Department of Helical Plasma Research, National Institute for Fusion Science
Department of Energy Engineering and Science, Nagoya University

Title
Molecular simulation for soft and hard matters

Summary
Using molecular dynamics (MD) and its related simulation. i.e., dissipative particle dynamics (DPD) simulation, the motion of atoms and molecules were revealed by a lot of researchers. Picking up three simulation related to morphology of amphiphilic molecules in soft-matter physics and sputtering phenomena in the plasma-wall interaction study, we show that these MD simulations are useful tool enough to analyze the collective motion of these particle systems. Specifically, the first MD simulation result shows that short chain molecules form domain structure by the Lennard-Jones interaction and that the domain interacts with each other like rigid-body. The other MD simulation gives the information of the graphite erosion when hydrogen atoms are irradiated to graphite. In this simulation, the modified Brenner potential was used. This potential was made to treat carbon and hydrogen atoms in carbon-nano-tubes. We adopted this potential to analyze the plasma-wall interaction study. Finally, using DPD simulation, we obtained the structure formation of amphiphilic molecules. The DPD simulation is one of the coarse-grained molecular dynamics simulations and is often used for soft matter research. By this DPD simulation, the phase diagram of amphiphilic molecule was obtained.

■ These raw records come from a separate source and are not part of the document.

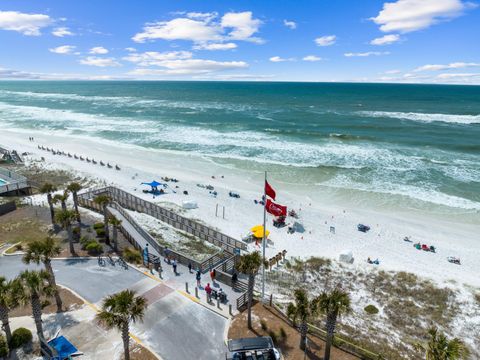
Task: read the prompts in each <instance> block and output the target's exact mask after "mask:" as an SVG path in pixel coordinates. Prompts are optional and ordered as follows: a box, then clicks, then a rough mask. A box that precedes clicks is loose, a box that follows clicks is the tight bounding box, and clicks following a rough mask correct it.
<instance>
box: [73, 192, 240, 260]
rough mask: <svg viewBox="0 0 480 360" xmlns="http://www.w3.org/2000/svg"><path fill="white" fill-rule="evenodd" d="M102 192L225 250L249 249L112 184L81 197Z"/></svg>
mask: <svg viewBox="0 0 480 360" xmlns="http://www.w3.org/2000/svg"><path fill="white" fill-rule="evenodd" d="M100 193H107V194H108V195H109V196H110V197H111V198H112V199H113V200H115V201H116V202H117V203H118V204H119V205H120V206H122V207H124V208H127V209H130V210H135V211H138V212H142V213H145V214H148V215H150V216H153V217H154V218H157V219H159V220H161V221H163V222H165V223H167V224H169V225H172V226H173V227H175V228H177V229H179V230H182V231H185V232H187V233H189V234H191V235H194V236H196V237H198V238H200V239H202V240H205V241H208V242H210V243H212V244H214V245H216V246H218V247H220V248H222V249H223V250H224V251H227V252H228V253H230V254H234V253H235V249H242V250H246V249H247V244H246V243H245V242H243V241H240V240H236V239H234V238H232V237H230V236H228V235H225V234H223V233H221V232H219V231H217V230H215V229H212V228H210V227H208V226H206V225H203V224H200V223H198V222H196V221H194V220H191V219H188V218H185V217H183V216H181V215H178V214H176V213H175V212H174V211H171V210H168V209H166V208H163V207H161V206H159V205H157V204H153V203H151V202H149V201H146V200H143V199H141V198H139V197H137V196H135V195H132V194H130V193H128V192H126V191H123V190H121V189H118V188H116V187H112V186H110V187H105V188H101V189H97V190H93V191H89V192H86V193H83V194H80V195H79V197H82V198H90V199H91V198H93V197H94V196H95V195H98V194H100Z"/></svg>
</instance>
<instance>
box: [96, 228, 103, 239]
mask: <svg viewBox="0 0 480 360" xmlns="http://www.w3.org/2000/svg"><path fill="white" fill-rule="evenodd" d="M95 231H96V232H97V236H98V237H105V229H96V230H95Z"/></svg>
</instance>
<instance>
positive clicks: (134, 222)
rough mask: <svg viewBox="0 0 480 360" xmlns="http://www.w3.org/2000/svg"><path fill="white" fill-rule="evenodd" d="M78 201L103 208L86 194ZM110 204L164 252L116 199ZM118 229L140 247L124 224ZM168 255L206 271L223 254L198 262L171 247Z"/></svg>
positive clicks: (163, 253)
mask: <svg viewBox="0 0 480 360" xmlns="http://www.w3.org/2000/svg"><path fill="white" fill-rule="evenodd" d="M99 194H100V192H97V195H99ZM78 202H79V204H80V205H81V206H83V207H86V208H89V209H92V210H95V211H97V212H100V213H102V212H103V209H102V208H101V206H99V205H98V204H96V203H95V202H94V201H93V200H91V197H90V198H88V197H86V196H79V198H78ZM110 206H111V207H112V208H114V209H115V210H117V211H118V212H119V213H120V214H121V215H122V216H123V217H124V218H125V219H126V220H127V221H128V223H130V225H132V227H133V228H134V229H135V230H136V232H137V233H138V234H139V235H140V236H141V237H142V238H143V239H144V240H145V241H146V242H147V243H148V244H149V246H151V247H152V248H153V249H155V250H156V252H157V253H158V254H160V255H164V254H165V246H163V245H161V244H159V243H158V242H157V240H156V239H155V238H154V237H153V236H152V235H150V234H149V233H148V232H147V231H146V230H145V229H143V228H142V227H141V226H140V225H139V224H138V223H137V222H136V220H135V219H134V218H133V217H132V216H131V215H130V214H129V213H128V212H127V211H126V210H125V209H124V208H123V207H122V206H120V204H118V203H117V202H116V201H112V202H111V204H110ZM120 231H121V232H122V234H124V235H125V237H126V238H127V239H128V240H129V242H130V243H132V244H133V245H134V246H135V248H137V249H141V248H142V247H141V245H140V244H138V243H137V241H136V239H135V237H134V236H133V235H132V234H130V233H129V232H128V230H127V229H126V227H125V226H122V225H121V226H120ZM168 250H169V253H170V256H173V257H174V258H175V259H176V260H177V262H179V263H180V264H183V265H185V266H188V264H189V263H190V264H192V267H193V268H194V269H200V271H201V272H203V273H204V272H206V271H208V270H209V269H212V268H213V267H215V266H216V265H218V264H219V263H220V262H222V261H223V260H224V255H223V252H219V253H216V254H214V255H212V256H211V257H209V258H207V259H206V260H204V261H202V262H199V261H197V260H194V259H192V258H190V257H188V256H187V255H185V254H183V253H181V252H179V251H176V250H172V249H170V248H169V249H168Z"/></svg>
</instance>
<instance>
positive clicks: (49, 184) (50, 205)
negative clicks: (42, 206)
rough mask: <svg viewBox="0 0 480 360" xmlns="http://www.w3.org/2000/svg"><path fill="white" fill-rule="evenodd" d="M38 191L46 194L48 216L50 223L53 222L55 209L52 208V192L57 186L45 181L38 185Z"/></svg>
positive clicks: (53, 191) (54, 218)
mask: <svg viewBox="0 0 480 360" xmlns="http://www.w3.org/2000/svg"><path fill="white" fill-rule="evenodd" d="M39 191H40V192H41V193H42V194H47V202H48V205H49V206H50V217H51V218H52V224H55V210H54V209H53V200H52V193H54V192H55V191H57V188H56V186H55V185H53V184H51V183H49V182H46V183H44V184H43V185H42V186H41V187H40V189H39Z"/></svg>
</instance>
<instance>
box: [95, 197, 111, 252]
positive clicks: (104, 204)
mask: <svg viewBox="0 0 480 360" xmlns="http://www.w3.org/2000/svg"><path fill="white" fill-rule="evenodd" d="M110 201H111V198H110V196H108V195H97V196H96V197H95V198H94V199H93V202H94V203H95V204H97V205H99V206H100V207H101V208H102V209H103V223H104V224H105V244H107V245H110V234H109V233H108V213H107V206H108V204H110Z"/></svg>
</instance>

Plenary Talk 2     October 28,  09:45 – 10:45,  Symposium Hall  

Speaker
Satoshi KITAZAKI, Ph.D.
Director, Automotive Human Factors Research Center,
National Institute of Advanced Industrial Science and Technology (AIST)

Title

A big challenge for safe automated driving – Potential problems of Human Factors

Summary
The automotive industry is facing a big challenge for development and commercialization of automated vehicles. The challenge may be the largest in the history of the industry. One of the major goals of the automated vehicles is dramatic reduction of traffic accidents. It is known that over 90% of accidents are caused by human errors of drivers. Therefore, it is expected that automated system will eliminated such human errors, resulting in reduction of accidents. Commercialization of driverless vehicles is still a long way to go. Car manufacturers are targeting partially automated vehicles in which the driver still has some driving task and the responsibility for safe driving. Unfortunately, partial replacement of the driving task by the system most likely causes new type of accidents induced by the system. The purpose of human factors research is to understand the human factors behind the system induced problems and to minimize the problems to achieve the goal, which is also a big challenge. In this presentation, I will introduce the on-going human factors research sponsored by SIP-adus, cross-ministerial Strategic Innovation Promotion program for innovation of Automated Driving for Universal Services in Japan.


Plenary Talk 3    October 28,  13:30 – 14:30,  Symposium Hall 

Speaker
Hiroshi Nakashima, Prof.
Academic Center for Computing and Media Studies, Kyoto University

Title

Regularity: A New Important Player in the Game of High-Performance  Simulations in Manycore Era

Summary
The recent emergence of manycore processors with wide SIMD mechanisms
brings a new important player, namely regularity, into the game of  high-performance simulations to let it join other key players,  parallelism and locality. Since the SIMD mechanism requires a set of  operands onto which a particular operation is performed for its  efficient work, a simulation code must be mainly composed of loops to  access data sets and to perform arithmetic operations on them in a  regular fashion in order to exploit the computation power of the  mechanism. However, this requirement does not always mean that the
simulation code must operate on very regular data structures, e.g., a  simple structured Cartesian grid, but allows us to work on more flexible  ones, such as unstructured grids and sets of objects, with some  irregularity in general providing we can find small-scale regularity in  them and represent it as a set of loops working on the majority regular  part of the data set. This paper discusses the issues shown above with  an example of our particle-in-cell (PIC) plasma simulation.